= Shanghai Development Research Foundation =

Chinese think tank

The Shanghai Development Research Foundation (SDRF, 上海发展研究基金会) is a Chinese think tank, based in Shanghai and founded in 1993. Its stated purpose is to promote research on the issues of development.

==Overview==

The SDRF was established in the context of China's reform and opening up process, at the time when Pudong started being developed as a financial hub. The blueprint for it was submitted in early 1993 jointly by the research office of the Shanghai Municipal People's Government and the Shanghai Economic Research Center. The SDRF was effectively established at a conference held on , with Zhuang Xiaotian as its first chairman.

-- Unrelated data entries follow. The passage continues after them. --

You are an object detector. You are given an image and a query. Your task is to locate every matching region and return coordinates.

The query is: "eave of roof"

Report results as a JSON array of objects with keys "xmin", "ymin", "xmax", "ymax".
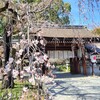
[{"xmin": 29, "ymin": 28, "xmax": 99, "ymax": 38}]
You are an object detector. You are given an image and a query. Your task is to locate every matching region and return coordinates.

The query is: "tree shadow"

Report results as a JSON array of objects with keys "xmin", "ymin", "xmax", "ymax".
[{"xmin": 54, "ymin": 72, "xmax": 86, "ymax": 78}]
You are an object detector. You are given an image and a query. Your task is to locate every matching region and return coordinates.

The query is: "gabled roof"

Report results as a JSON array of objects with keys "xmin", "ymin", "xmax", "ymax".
[
  {"xmin": 41, "ymin": 28, "xmax": 99, "ymax": 38},
  {"xmin": 32, "ymin": 26, "xmax": 99, "ymax": 38}
]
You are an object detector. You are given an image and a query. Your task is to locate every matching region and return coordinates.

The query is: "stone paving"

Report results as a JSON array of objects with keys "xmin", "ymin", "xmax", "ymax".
[{"xmin": 49, "ymin": 72, "xmax": 100, "ymax": 100}]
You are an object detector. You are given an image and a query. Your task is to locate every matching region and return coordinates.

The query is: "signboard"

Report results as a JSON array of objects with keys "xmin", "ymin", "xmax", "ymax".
[{"xmin": 90, "ymin": 55, "xmax": 97, "ymax": 63}]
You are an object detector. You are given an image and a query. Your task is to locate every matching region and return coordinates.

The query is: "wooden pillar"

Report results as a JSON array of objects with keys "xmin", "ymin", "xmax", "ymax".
[
  {"xmin": 70, "ymin": 57, "xmax": 80, "ymax": 74},
  {"xmin": 82, "ymin": 55, "xmax": 87, "ymax": 75}
]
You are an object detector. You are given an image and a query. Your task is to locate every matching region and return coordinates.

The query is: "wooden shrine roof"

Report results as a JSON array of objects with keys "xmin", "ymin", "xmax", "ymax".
[{"xmin": 31, "ymin": 27, "xmax": 99, "ymax": 38}]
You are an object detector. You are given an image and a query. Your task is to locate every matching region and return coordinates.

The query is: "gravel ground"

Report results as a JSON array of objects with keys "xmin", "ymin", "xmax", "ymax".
[{"xmin": 49, "ymin": 72, "xmax": 100, "ymax": 100}]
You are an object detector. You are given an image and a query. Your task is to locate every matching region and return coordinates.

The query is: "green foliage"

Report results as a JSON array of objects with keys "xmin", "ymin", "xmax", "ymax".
[{"xmin": 58, "ymin": 65, "xmax": 67, "ymax": 72}]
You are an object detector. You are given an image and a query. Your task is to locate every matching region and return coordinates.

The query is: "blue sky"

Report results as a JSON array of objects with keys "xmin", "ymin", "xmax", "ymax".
[{"xmin": 63, "ymin": 0, "xmax": 100, "ymax": 29}]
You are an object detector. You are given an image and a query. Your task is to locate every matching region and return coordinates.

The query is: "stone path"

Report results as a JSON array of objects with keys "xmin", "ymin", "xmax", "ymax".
[{"xmin": 49, "ymin": 72, "xmax": 100, "ymax": 100}]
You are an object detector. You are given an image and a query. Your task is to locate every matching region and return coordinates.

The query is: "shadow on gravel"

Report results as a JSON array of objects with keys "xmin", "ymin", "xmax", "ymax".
[{"xmin": 54, "ymin": 72, "xmax": 86, "ymax": 78}]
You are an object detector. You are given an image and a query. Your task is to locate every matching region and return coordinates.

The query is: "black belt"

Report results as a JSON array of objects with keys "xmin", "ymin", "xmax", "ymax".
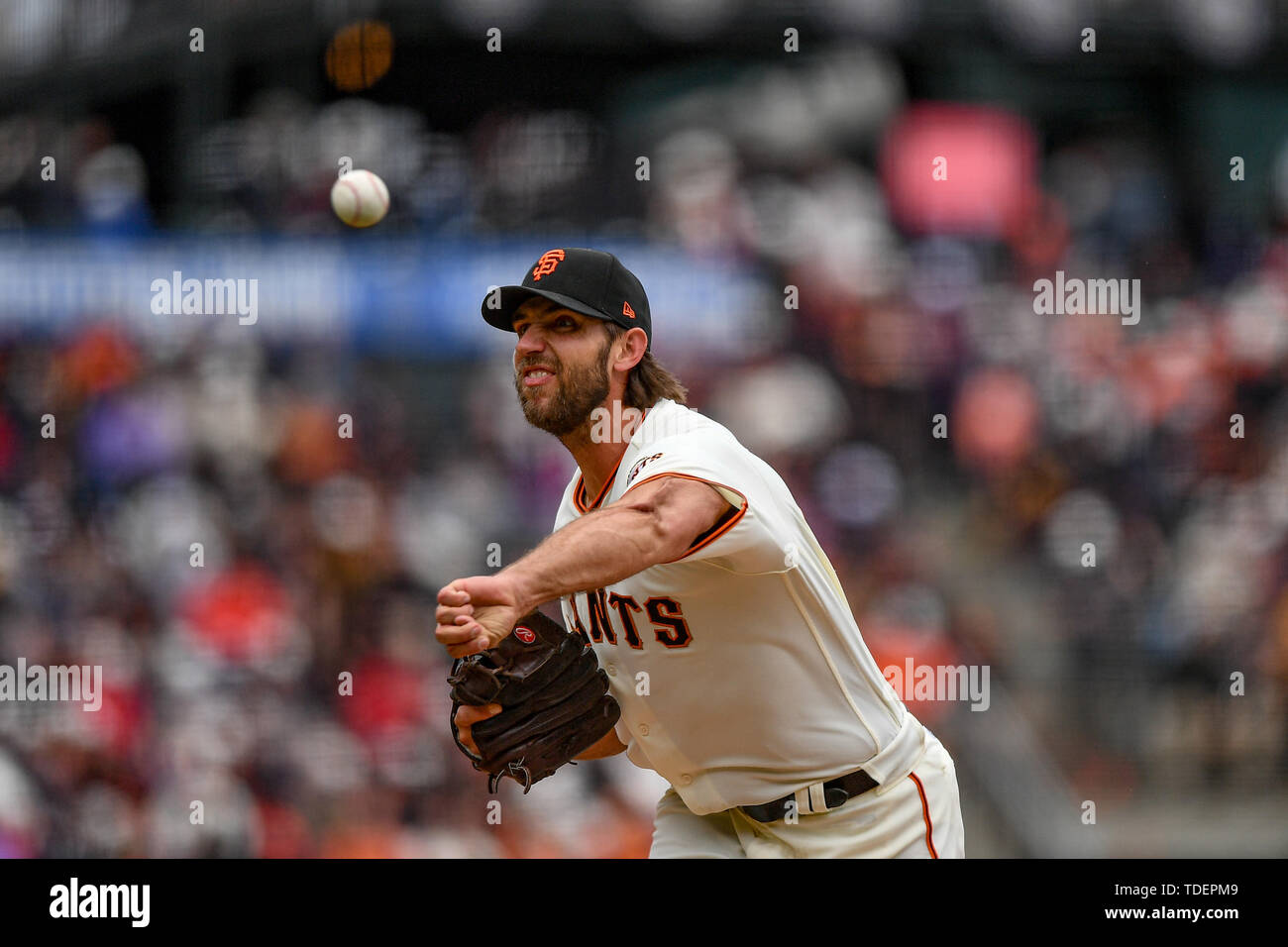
[{"xmin": 738, "ymin": 770, "xmax": 880, "ymax": 822}]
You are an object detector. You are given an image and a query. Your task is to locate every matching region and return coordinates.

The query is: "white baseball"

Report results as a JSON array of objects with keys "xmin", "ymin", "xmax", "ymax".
[{"xmin": 331, "ymin": 170, "xmax": 389, "ymax": 227}]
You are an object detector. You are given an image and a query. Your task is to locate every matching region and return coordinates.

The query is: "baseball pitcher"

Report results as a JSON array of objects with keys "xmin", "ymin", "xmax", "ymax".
[{"xmin": 435, "ymin": 248, "xmax": 965, "ymax": 858}]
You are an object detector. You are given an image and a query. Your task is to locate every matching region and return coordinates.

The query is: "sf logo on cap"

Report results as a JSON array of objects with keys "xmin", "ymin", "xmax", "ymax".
[{"xmin": 532, "ymin": 250, "xmax": 563, "ymax": 279}]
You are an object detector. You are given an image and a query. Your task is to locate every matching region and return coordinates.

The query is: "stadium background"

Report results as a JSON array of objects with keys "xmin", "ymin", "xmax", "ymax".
[{"xmin": 0, "ymin": 0, "xmax": 1288, "ymax": 857}]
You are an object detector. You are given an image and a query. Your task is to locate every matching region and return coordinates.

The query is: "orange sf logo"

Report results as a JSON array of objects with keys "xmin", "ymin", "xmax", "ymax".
[{"xmin": 532, "ymin": 250, "xmax": 563, "ymax": 279}]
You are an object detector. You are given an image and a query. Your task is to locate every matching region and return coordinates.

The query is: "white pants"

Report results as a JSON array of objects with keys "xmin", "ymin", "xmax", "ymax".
[{"xmin": 649, "ymin": 730, "xmax": 966, "ymax": 858}]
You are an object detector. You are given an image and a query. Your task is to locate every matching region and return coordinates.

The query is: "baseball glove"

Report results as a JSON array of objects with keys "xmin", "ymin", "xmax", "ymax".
[{"xmin": 447, "ymin": 612, "xmax": 622, "ymax": 793}]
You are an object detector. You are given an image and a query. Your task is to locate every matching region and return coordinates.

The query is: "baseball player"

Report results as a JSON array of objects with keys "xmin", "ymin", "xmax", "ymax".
[{"xmin": 435, "ymin": 248, "xmax": 965, "ymax": 858}]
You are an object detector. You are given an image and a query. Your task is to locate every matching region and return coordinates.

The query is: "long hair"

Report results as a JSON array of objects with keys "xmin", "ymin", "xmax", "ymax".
[{"xmin": 604, "ymin": 321, "xmax": 690, "ymax": 411}]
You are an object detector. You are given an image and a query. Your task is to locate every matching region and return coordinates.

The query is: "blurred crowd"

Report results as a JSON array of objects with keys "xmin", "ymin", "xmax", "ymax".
[{"xmin": 0, "ymin": 18, "xmax": 1288, "ymax": 856}]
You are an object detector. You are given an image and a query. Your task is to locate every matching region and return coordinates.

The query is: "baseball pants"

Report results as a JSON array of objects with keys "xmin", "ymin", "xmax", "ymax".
[{"xmin": 649, "ymin": 730, "xmax": 966, "ymax": 858}]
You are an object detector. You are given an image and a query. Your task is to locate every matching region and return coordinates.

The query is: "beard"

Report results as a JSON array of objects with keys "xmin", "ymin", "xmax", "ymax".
[{"xmin": 514, "ymin": 340, "xmax": 612, "ymax": 437}]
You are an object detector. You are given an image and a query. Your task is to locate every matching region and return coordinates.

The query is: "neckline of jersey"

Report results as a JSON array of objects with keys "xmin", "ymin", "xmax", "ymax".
[{"xmin": 572, "ymin": 408, "xmax": 653, "ymax": 513}]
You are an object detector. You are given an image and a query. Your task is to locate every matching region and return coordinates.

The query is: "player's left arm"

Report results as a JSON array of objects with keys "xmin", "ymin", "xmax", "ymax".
[{"xmin": 434, "ymin": 475, "xmax": 731, "ymax": 657}]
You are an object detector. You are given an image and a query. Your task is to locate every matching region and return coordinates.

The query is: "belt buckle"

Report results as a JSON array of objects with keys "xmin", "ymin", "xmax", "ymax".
[{"xmin": 823, "ymin": 786, "xmax": 850, "ymax": 811}]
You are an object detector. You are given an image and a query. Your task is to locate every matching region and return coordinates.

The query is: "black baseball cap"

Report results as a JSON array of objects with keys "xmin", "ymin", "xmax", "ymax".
[{"xmin": 482, "ymin": 246, "xmax": 653, "ymax": 348}]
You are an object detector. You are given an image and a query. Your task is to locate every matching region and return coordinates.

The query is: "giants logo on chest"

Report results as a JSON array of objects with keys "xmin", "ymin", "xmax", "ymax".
[{"xmin": 568, "ymin": 588, "xmax": 693, "ymax": 651}]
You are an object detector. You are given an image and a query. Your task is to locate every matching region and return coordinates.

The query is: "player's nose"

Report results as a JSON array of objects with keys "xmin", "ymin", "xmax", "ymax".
[{"xmin": 514, "ymin": 326, "xmax": 546, "ymax": 359}]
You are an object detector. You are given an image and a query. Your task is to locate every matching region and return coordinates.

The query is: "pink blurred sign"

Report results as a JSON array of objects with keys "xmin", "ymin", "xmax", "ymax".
[{"xmin": 880, "ymin": 103, "xmax": 1038, "ymax": 236}]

In 2004, the SDRF was re-registered as a non-profit private institution under new Chinese legislation on the management of foundations. Sha Lin succeeded Zhuang Xiaotian as chairman from 2005 to 2013. Hu Yanzhao was president from 2013 to 2019. As of 2025, Tu Guangshao was the SDRF's honorary chairman. Qiao Yide, a former managing director of New York Life Insurance Company for China from 1995 to 2003, was the institute's vice chairman and secretary-general.

SDRF has co-organized international events jointly with the Friedrich Ebert Foundation, Institute for New Economic Thinking, and Peterson Institute for International Economics among others.